Il ne put cacher sa surprise de la retrouver là, comme toutes les autres maîtresses qu’il était parfois venu chercher pour les ramener chez elles.

Mais la personne qu’il avait sous les yeux n’avait aucun rapport avec la jeune fille véhémente qu’il avait déjà rencontrée, ses sourcils se froncèrent d'incompréhension à cette vue.

Il pressentit aussitôt à son regard inerte, qui semblait celui d’une morte, qu’un malheur avait fondu sur elle.

— Flavia, Flavia ? l’interpella-t-il pour la sortir de son apathie. Il faut que je te ramène chez toi, c’est dans le quartier espagnol, c’est ça ? Via San Lorenzello ? Ou peut-être préfères-tu aller chez ton amie Chiara à Partenope ?

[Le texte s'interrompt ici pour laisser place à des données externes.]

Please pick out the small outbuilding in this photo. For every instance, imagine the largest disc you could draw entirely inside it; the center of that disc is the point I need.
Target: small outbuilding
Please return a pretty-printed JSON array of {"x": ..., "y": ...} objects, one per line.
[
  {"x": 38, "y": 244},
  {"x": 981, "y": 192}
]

Réalisant tout à coup la présence de Fabio, Flavia ébaucha un sourire triste, lui sachant gré de son bon cœur. Celui-ci s’était toujours montré bienveillant à son égard et le savoir près d’elle lui donnait au moins la force de regagner son appartement. Elle éprouvait pour lui une grande sympathie et ne voulait pas lui créer de problème.

— Donne-moi le bandeau, réussit-elle à articuler.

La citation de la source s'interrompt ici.